APELOS E CONTESTAÇÃO DA COMUNIDADE INTERNACIONAL

"A Coreia do Norte ignorou as inquietações da comunidade internacional e procedeu de forma vergonhosa a um ensaio nuclear. O Governo chinês exprime desta vez a sua firme oposição." – comunicado do Ministério dos Negócios Estrangeiros chinês.

"O ensaio de armas nucleares pela Coreia do Norte não poderá nunca ser perdoado, mas devemos reunir e analisar mais informações sobre o dossiê mantendo a cabeça fria" – Sjinzo Abe, primeiro-ministro japonês.

"Pedimos à Coreia do Norte que tome, sem tardar, medidas para regressar ao Tratado de Não-Proliferação e que retome as negociações a seis (China, Estados Unidos, Japão, Rússia e as duas coreias)." – comunicado do Ministério dos Negócios Estrangeiros russo.

"Pyongyang violou os seus compromissos internacionais, pondo em causa a paz, a estabilidade e a segurança da Península Coreana e da região." – Ministério dos Negócios Estrangeiros indiano.

"O teste nuclear subterrâneo anunciado por Pyongyang representa uma séria ameaça à segurança e paz internacional." – comunicado da presidência da União Europeia.

"Este acto de provocação adicional demonstra o desprezo da Coreia do Norte face às preocupações dos países vizinhos e da comunidade internacional na sua totalidade." – Tony Blair, primeiro-ministro britânico.

"A comunidade internacional vai reagir de maneira enérgica." – Margaret Beckett, ministra dos Negócios Estrangeiros britânica.

"Um acto de grande gravidade para a segurança internacional." – Philippe Douste-Blazy, ministro dos Negócios Estrangeiros francês.

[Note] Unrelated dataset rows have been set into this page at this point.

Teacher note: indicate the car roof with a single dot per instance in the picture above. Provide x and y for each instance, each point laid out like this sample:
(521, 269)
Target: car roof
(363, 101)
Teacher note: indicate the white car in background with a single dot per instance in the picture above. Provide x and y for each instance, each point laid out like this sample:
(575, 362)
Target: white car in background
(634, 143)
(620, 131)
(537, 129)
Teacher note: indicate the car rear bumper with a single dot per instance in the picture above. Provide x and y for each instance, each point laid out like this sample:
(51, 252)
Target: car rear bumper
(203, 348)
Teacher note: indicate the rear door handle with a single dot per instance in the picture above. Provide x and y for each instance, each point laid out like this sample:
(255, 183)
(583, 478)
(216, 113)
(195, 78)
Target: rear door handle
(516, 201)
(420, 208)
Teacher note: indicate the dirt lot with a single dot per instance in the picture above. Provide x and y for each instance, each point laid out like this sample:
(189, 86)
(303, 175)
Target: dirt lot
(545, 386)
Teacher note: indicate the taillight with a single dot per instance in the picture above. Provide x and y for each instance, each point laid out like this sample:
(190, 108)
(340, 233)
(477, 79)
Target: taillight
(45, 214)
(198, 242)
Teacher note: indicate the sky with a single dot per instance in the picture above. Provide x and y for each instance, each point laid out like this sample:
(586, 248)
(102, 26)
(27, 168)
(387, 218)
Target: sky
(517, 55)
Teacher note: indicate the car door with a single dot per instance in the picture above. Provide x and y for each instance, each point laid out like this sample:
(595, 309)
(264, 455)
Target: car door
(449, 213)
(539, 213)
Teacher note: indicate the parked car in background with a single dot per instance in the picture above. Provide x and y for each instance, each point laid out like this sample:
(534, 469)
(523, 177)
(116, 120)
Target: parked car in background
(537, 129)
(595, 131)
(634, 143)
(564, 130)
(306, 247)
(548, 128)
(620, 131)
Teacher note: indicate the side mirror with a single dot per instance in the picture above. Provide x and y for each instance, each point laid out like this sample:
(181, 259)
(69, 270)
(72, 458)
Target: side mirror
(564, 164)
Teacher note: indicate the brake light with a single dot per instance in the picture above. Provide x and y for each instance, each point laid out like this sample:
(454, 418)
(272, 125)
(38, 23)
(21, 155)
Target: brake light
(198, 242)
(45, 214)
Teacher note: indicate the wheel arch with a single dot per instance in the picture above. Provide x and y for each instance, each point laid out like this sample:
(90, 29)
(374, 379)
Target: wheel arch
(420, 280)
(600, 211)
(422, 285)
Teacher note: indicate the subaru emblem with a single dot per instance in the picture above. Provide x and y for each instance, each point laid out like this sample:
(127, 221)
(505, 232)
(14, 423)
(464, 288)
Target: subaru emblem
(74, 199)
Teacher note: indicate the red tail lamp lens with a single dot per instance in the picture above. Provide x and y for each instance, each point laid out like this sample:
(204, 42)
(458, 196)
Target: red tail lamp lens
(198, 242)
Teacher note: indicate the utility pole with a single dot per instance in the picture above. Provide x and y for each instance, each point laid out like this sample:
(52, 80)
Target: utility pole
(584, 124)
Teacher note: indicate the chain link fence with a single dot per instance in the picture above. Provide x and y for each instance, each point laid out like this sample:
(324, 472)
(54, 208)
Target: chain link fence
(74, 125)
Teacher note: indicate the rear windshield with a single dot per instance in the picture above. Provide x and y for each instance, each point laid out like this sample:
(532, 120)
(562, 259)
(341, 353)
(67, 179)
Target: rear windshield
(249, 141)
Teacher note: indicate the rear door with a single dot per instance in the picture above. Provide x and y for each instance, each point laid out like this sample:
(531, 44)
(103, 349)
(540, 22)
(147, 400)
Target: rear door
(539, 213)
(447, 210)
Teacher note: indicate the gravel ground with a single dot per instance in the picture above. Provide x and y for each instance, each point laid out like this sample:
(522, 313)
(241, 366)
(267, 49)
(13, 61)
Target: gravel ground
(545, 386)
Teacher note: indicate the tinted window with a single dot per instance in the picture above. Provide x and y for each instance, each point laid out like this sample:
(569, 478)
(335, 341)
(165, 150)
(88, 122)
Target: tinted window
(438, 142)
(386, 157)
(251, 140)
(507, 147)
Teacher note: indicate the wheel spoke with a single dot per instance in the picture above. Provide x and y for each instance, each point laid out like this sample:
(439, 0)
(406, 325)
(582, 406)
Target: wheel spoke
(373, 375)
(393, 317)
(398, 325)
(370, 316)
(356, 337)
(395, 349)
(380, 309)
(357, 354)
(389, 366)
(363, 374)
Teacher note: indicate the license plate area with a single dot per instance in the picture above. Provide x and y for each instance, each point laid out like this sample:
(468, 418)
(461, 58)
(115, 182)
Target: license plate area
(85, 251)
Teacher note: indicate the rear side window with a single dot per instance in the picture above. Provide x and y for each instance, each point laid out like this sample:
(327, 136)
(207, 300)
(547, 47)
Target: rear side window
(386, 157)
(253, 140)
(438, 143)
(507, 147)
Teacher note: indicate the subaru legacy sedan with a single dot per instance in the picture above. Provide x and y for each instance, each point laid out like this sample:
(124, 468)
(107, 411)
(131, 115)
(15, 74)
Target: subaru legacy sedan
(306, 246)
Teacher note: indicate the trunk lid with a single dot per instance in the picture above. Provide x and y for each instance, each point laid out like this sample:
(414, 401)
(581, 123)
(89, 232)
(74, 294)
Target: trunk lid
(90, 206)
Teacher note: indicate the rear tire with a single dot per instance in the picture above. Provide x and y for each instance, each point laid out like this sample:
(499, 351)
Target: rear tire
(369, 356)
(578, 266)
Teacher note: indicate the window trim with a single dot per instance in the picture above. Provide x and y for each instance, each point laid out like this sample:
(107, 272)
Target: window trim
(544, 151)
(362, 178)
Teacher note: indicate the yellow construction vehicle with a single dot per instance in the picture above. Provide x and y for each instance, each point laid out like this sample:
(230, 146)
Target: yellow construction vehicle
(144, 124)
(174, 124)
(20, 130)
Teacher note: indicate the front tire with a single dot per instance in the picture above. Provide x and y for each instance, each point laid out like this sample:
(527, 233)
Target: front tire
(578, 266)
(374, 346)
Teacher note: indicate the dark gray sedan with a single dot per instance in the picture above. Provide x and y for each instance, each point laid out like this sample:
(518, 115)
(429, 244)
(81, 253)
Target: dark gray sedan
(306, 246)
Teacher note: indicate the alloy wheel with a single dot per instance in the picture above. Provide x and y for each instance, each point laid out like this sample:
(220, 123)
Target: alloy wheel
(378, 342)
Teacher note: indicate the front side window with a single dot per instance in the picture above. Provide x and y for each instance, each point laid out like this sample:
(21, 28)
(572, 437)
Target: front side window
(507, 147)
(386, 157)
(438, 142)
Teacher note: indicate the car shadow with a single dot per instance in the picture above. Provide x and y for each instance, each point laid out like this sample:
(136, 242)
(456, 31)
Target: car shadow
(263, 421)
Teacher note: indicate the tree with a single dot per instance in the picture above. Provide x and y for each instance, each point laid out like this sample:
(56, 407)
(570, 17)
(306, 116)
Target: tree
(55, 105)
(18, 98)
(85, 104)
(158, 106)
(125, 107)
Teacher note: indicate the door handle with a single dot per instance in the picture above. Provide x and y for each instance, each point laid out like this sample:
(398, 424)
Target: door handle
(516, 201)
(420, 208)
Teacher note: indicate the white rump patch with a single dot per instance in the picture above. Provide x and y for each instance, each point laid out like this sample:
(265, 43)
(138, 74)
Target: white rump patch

"A Coreia do Norte deve regressar imediatamente à via das negociações diplomáticas" – Miguel Angel Mora, ministro dos Negócios Estrangeiros espanhol.

"Pedimos ao Governo norte-coreano que suspenda imediatamente o seu programa de armamento e de mísseis nucleares, e que não proceda a mais ensaios." – Frank-Walter Steinmeier, ministro dos Negócios Estrangeiros alemão.